By Andrew Warshaw in Budapest

http--www.insideworldfootball.biz-images-2012-05-Jack Warner-130x87May 23 - Just when it hoped to enter a new era of honesty and integrity, world football's CONCACAF region was plunged into unprecedented bloodletting today as yet more stunning allegations of corruption burst into the public domain.

After hearing of "serious deficiencies" with regard to the organisation's 2010 financial accounts, including failure to declare taxes to the United States authorities, delegates launched a scathing attack on the past regime of former CONCACAF President Jack Warner and ex-general secretary Chuck Blazer.
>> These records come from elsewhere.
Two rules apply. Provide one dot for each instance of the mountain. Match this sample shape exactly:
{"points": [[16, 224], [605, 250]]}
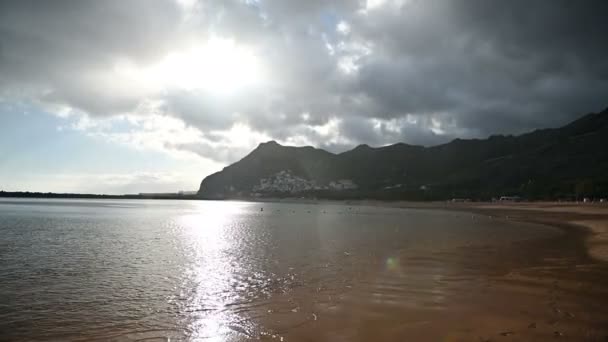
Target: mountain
{"points": [[564, 162]]}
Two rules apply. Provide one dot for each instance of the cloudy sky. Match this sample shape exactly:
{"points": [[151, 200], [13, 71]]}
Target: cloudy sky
{"points": [[120, 96]]}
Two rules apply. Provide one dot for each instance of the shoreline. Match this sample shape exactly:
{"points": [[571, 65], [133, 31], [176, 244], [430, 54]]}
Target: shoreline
{"points": [[588, 222]]}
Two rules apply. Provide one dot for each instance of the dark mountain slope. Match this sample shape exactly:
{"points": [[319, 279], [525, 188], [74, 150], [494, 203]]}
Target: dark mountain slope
{"points": [[546, 163]]}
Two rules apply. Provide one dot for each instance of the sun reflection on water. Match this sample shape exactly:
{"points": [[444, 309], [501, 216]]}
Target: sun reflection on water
{"points": [[211, 236]]}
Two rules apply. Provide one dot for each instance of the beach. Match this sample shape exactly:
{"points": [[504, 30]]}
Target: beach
{"points": [[123, 270]]}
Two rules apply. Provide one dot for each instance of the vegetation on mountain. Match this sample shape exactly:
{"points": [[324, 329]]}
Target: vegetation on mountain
{"points": [[570, 162]]}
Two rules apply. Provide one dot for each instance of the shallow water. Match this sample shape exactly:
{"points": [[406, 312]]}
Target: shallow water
{"points": [[231, 271]]}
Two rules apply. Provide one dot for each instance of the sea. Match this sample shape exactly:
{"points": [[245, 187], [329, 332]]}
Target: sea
{"points": [[162, 270]]}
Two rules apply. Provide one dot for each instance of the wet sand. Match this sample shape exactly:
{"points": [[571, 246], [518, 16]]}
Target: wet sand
{"points": [[542, 290], [229, 271], [565, 298]]}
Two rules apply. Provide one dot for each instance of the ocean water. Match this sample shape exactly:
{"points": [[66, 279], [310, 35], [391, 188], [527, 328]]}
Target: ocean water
{"points": [[229, 271]]}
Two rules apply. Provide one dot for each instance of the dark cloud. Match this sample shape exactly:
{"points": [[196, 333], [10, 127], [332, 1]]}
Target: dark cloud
{"points": [[422, 72]]}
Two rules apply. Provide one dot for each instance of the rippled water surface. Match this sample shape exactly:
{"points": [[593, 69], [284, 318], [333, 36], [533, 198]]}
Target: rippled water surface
{"points": [[224, 271]]}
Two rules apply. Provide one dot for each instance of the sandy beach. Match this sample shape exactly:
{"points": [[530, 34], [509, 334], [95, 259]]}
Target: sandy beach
{"points": [[540, 290]]}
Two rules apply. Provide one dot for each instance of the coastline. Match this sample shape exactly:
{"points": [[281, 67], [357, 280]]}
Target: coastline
{"points": [[588, 222]]}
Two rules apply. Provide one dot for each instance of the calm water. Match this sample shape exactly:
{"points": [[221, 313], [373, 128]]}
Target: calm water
{"points": [[221, 271]]}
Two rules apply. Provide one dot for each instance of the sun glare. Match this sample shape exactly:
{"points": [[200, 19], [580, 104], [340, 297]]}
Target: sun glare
{"points": [[220, 66]]}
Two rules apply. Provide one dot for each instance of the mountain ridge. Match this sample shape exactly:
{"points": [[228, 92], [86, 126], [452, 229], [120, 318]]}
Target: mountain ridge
{"points": [[562, 162]]}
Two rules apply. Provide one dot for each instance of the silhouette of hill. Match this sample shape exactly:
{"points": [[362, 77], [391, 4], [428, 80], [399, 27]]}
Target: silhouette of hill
{"points": [[563, 162]]}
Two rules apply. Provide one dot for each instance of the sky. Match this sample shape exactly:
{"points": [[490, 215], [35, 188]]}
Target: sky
{"points": [[137, 96]]}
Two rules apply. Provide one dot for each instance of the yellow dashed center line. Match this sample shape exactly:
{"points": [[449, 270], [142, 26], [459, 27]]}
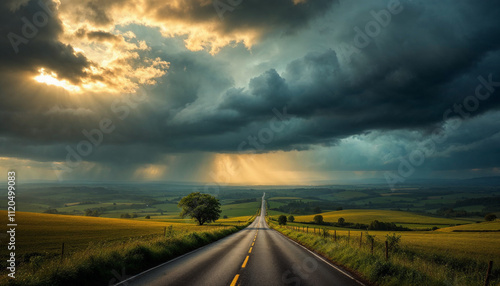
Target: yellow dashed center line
{"points": [[245, 262], [235, 280]]}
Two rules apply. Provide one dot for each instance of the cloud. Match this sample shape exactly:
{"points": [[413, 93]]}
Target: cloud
{"points": [[219, 84]]}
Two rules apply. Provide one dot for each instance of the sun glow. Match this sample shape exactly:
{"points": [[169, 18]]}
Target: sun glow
{"points": [[51, 79]]}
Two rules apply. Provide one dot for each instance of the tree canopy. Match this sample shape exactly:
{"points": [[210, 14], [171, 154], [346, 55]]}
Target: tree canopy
{"points": [[200, 207]]}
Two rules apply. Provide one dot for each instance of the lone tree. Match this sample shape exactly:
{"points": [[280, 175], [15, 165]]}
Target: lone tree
{"points": [[318, 219], [200, 207], [490, 217], [282, 220]]}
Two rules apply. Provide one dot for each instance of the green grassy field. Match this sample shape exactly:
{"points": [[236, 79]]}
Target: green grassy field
{"points": [[421, 258], [367, 216], [479, 245], [78, 232]]}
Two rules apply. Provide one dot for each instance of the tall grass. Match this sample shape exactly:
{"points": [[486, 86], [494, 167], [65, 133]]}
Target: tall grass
{"points": [[109, 263], [405, 266]]}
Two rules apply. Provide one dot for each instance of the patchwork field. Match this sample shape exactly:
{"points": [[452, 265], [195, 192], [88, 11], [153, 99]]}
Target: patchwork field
{"points": [[398, 217], [45, 232]]}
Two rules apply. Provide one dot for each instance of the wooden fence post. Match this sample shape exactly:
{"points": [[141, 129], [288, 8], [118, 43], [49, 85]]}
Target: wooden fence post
{"points": [[62, 252], [488, 273], [386, 250]]}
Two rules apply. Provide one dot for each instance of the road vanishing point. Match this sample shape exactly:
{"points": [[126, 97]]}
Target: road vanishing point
{"points": [[256, 256]]}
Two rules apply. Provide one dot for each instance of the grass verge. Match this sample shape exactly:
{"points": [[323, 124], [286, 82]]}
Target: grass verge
{"points": [[110, 263], [405, 266]]}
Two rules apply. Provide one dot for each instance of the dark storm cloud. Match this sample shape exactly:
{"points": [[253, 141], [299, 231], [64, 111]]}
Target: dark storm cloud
{"points": [[428, 59]]}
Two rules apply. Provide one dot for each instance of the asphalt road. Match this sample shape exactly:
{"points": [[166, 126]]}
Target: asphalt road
{"points": [[256, 255]]}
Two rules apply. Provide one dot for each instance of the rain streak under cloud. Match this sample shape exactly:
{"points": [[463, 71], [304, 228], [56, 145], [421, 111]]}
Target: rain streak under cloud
{"points": [[262, 92]]}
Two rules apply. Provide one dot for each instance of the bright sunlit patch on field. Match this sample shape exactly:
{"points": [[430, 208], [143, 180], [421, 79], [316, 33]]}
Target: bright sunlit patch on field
{"points": [[51, 79]]}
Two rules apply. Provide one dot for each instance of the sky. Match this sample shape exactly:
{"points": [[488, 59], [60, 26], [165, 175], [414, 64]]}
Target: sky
{"points": [[249, 91]]}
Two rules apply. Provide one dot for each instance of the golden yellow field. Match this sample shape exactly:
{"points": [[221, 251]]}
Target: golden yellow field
{"points": [[481, 245], [485, 225], [367, 216], [46, 233]]}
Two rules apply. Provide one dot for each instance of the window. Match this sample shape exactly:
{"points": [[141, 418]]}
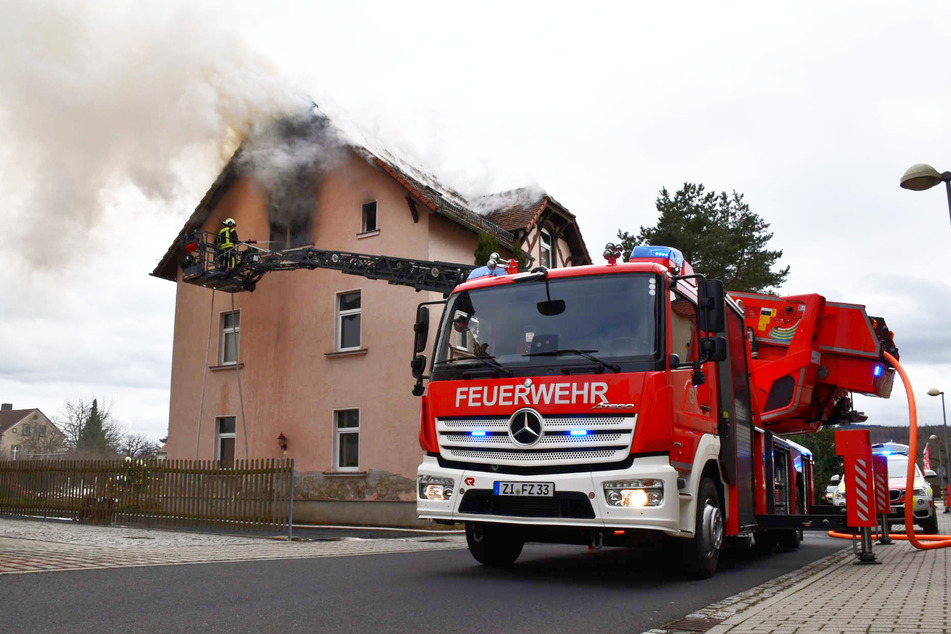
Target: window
{"points": [[546, 250], [683, 328], [368, 222], [230, 338], [346, 440], [225, 443], [348, 321]]}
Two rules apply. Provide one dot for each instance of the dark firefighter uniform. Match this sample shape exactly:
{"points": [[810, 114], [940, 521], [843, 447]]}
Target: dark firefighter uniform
{"points": [[225, 244]]}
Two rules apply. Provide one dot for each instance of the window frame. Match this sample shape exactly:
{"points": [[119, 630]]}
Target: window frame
{"points": [[338, 321], [364, 226], [550, 247], [337, 433], [219, 436], [223, 332]]}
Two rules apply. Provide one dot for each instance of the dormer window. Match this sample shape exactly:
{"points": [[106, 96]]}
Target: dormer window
{"points": [[546, 258], [368, 222]]}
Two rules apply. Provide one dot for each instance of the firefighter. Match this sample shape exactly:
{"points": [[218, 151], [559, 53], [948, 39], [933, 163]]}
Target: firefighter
{"points": [[226, 243]]}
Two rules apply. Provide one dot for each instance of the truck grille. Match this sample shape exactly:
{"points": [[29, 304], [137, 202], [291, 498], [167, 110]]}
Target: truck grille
{"points": [[564, 504], [604, 439]]}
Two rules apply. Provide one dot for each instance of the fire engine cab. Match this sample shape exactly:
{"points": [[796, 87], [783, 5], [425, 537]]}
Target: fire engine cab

A day that was supposed to all be about Jeffrey Webb being elected as the new CONCACAF President was completely overshadowed by revelations of tax evasion and misappropriation of funds by those who controlled CONCACAF in the past.

Warner (pictured above) resigned from all footballing activities last summer in the wake of the cash-for-votes scandal but Blazer - though replaced by Ted Howard at CONCACAF - is still a FIFA Executive Committee member.

In a remarkable and complex twist to one of the most unsavoury days in the history of football politics, a motion calling for the formal removal of Blazer from FIFA's inner sanctum was passed almost unanimously with just two countries voting against and three abstentions.

This action, however, can only be taken by FIFA itself, possibly as early as its own Congress here on Friday (May 25).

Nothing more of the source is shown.